Particularly interesting for me was the chapter mentioned above, ‘”Infra” versus “Supra”’. The title is of course a reference to an oft-mentioned discussion, when the topic is abstract theology and accusations are being made of one being so “heavenly minded that you are no earthly good.” The two terms are shorthand for two different viewpoints concerning the fall of man, and what God’s involvement was in it. The question is framed clearly by Mouw:
The two positions as traditionally formulated propose two different sequences for God’s decisions to create the world, permit the fall of humankind, and elect some persons to eternal salvation while assigning others to reprobation. The supralapsarian insists that God first decreed that there would be a certain group of elect human beings and another group of reprobates; only then did God decide to make all of this happen by creating the world and permitting the fall into sin. Thus the decree of election and reprobation was prior to, or “supra,” the decision to permit the fall. Infralapsarians propose a different sequence: first God decided to create the world; then God decided to permit the fall; only after these decrees did the divine decision occur with regard to election and reprobation. Thus God’s electing and reprobating purposes were subordinate to, or “infra,” the decision to create a world that would come to be plagued by sin.
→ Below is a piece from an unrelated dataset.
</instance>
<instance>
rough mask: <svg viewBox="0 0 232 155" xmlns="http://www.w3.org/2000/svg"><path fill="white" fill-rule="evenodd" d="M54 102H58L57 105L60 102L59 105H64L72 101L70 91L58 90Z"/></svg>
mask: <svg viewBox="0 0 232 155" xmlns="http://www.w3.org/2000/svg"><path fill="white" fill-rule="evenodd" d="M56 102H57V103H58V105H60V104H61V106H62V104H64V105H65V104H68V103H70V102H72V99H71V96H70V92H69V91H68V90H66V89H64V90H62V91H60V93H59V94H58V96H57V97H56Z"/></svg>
Of course the detailed unpacking of the importance of this distinction for understanding common grace is far too complicated for this space. Suffice it to say, Mouw argues carefully and brilliantly for the “infra” position and shows how it can be tied to themes of creation and redemption in ways that glorify God without making him the ogre some opponents of all lapsarian positions make Him out to be. In tightly-knit dialogue primarily with Karl Barth, he affirms the glory of God with humble piety, giving credit to supralapsarians where credit is due, and confessing where their arguments are compelling, if not finally convincing. This is the way theology is supposed to be written.
This book would serve admirably as the basis for an enlightening discussion of common grace with students and faculty of all types. Try it.